I would not recommend stocking much in your aquatic portion besides algae and aquatic plants. There will be other microscopic organisms whether you intend for them to be there or not though...

Here's why I would think fish, etc are a bad idea...

1) These systems don't seem to mention the role of the nitrogen cycle in aquatic environments, which is essential for keeping things like fish alive. Without establishing the bacteria necessary, you cannot keep larger organisms (like fish) alive.

2) It looks like the water you add to the aquatic portion is draining through one or more portions before it reaches the aquatic environment. This means that you are adding water that is very high in dissolved nutrients to your aquatic environment.
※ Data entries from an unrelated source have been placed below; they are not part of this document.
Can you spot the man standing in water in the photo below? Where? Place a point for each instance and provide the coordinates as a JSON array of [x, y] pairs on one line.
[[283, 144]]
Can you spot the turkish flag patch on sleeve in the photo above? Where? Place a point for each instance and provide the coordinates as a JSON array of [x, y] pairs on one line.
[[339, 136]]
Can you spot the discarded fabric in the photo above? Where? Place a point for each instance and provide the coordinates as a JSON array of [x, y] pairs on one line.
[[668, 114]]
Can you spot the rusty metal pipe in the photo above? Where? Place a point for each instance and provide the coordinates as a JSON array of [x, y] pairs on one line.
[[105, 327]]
This will contribute to the overgrowth of algae, and could introduce ammonia into your water which would harm aquatic organisms.
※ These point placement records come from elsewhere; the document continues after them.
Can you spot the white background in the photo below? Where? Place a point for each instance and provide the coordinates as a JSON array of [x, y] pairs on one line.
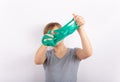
[[21, 28]]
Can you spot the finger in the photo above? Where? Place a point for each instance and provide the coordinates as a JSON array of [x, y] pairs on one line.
[[48, 39], [49, 35]]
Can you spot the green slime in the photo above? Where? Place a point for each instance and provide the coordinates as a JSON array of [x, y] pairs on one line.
[[60, 34]]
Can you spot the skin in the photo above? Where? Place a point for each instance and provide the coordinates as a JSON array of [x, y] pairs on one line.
[[60, 49]]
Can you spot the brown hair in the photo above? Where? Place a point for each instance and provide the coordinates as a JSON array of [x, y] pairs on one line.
[[50, 26]]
Particularly concerning would be if your water was draining through the compost and eventually reaching the aquatic environment. This water would certainly ammonia (which is toxic to most aquatic creatures), amongst other potentially harmful stuff.

3) It doesn't look like there's much air circulation in these systems. Air circulation is important for terrestrial organisms (plants, too), decomposition, and aquatic environments.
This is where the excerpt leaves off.